Amazon continues to be the worst with their policies surrounding third-party sellers and “buy” buttons. Amazon, which started out as a bookseller, has continued its practice of allowing third-party sellers to take equal prominence with first-party sellers under Amazon’s “buy book” option.

Here’s how it basically works:

  1. An author writes a book, let’s take completely a hypothetical book like Chuck Tingle’s Buttception: A Butt Within A Butt Within A Butt;
  2. Generally, the author sells the rights to the book to a publisher (the first party);
  3. The publisher sells the book to different retailers and the author gets a cut of books sold (the second party);
  4. The publisher generally puts some of these copies on Amazon—usually for, like, ten dollars;
  5. Some jerkish third party also sells a copy of Buttception: A Butt Within A Butt Within A Butt, but for four dollars. This copy of the book is listed as “new.” These books are generally not new copies—they’re typically hurt, remainder, or comp copies;
  6. The average buyer sees that new book they’ve been wanting to read (Buttception: A Butt Within A Butt Within A Butt). They compare the prices: actual bookseller price of ten dollars, or Amazon’s shipping copy (except listed as “new”) price of four dollars?;
  7. They press the “buy” button. Because it is cheaper, they buy the copy from the third-party sellers instead of the bookseller or a copy from the actual publisher;
  8. The business is hurt, the publisher gets no money, having already written off the hurt/remainder/comp copies as a loss, and none of this goes on the authors royalty report.
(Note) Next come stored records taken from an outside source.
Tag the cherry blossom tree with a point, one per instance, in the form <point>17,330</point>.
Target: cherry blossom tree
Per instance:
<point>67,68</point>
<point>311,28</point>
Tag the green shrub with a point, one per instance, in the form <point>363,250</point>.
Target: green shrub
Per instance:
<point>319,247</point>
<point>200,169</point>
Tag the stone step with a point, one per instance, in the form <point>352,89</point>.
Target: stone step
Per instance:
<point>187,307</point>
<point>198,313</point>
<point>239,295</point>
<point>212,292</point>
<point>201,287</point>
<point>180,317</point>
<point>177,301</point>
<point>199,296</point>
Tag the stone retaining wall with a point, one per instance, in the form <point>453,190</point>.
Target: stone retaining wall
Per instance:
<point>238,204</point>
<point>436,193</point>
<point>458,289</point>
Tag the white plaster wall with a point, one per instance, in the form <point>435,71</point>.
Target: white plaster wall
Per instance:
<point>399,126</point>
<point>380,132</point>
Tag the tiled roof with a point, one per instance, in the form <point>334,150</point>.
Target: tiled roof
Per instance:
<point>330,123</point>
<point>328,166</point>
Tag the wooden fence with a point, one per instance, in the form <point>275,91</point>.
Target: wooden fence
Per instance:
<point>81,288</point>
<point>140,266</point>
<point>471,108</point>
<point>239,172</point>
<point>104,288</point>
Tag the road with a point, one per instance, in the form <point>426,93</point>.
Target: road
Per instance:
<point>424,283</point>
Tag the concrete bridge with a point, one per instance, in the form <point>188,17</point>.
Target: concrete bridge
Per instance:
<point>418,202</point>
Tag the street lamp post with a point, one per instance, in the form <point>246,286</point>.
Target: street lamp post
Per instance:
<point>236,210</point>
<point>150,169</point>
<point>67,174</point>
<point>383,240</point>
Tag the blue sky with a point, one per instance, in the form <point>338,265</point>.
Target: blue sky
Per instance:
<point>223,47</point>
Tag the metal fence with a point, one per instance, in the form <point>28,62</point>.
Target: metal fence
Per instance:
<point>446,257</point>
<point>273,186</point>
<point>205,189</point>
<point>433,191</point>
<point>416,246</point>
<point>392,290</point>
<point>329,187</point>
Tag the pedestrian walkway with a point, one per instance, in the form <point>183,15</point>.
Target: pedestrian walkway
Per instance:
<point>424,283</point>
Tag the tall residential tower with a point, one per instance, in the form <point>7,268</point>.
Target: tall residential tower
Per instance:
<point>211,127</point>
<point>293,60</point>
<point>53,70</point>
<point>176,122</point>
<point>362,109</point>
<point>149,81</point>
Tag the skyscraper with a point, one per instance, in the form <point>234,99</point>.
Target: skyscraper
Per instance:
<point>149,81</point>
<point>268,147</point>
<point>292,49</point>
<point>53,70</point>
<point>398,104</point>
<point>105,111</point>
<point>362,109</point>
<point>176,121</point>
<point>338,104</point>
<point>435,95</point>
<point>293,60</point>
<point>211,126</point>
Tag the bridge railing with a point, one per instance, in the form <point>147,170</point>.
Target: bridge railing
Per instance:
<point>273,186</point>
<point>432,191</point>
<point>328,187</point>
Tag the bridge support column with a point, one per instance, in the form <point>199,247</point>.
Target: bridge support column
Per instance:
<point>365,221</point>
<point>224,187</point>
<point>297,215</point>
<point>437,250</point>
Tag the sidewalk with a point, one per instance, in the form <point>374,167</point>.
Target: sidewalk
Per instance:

Amazon enables these third-party retailers by allowing them to sell under the primary-purchase button. It used to be that only Amazon, which had copies from the official publishers, could sell under this category. Now third parties can also sell, so long as they’re selling new books. Even though there’s no way the publisher would let them have heavily discounted versions, Amazon allows non-official retailers and companies to sell these hurt/remainder/comp copies, which are considered new, at a much cheaper price.

And third-party booksellers often win the “buy” button battle. According to Publishers Weekly, Doug Lessig of Firebrand, a company that combines publishing and technology, tracked third-party sellers on Amazon. Third-party sellers win the button on an average 5% of titles sold a day and can sometimes win up to 15% of titles sold that day. These titles sold by third-party sellers are, on average, selling the title for 33% less than the actual bookseller.

Amazon is allegedly getting to the bottom of third-party sellers who might mislead customers about what “new” actually means. But the sheer amount of third-party sellers makes that task difficult.

Now, Publishers Weekly reports that review copies from Simon & Schuster are sold with stickers that say, “Review Copy, Not for Re-sale.” When asked, a representative from the company said that they were “stickering these books in response to the proliferation of review and promotional copies being sold by third parties.”

In conclusion? Support authors and don’t buy from third parties. If you want a book for cheap, just get it from the library.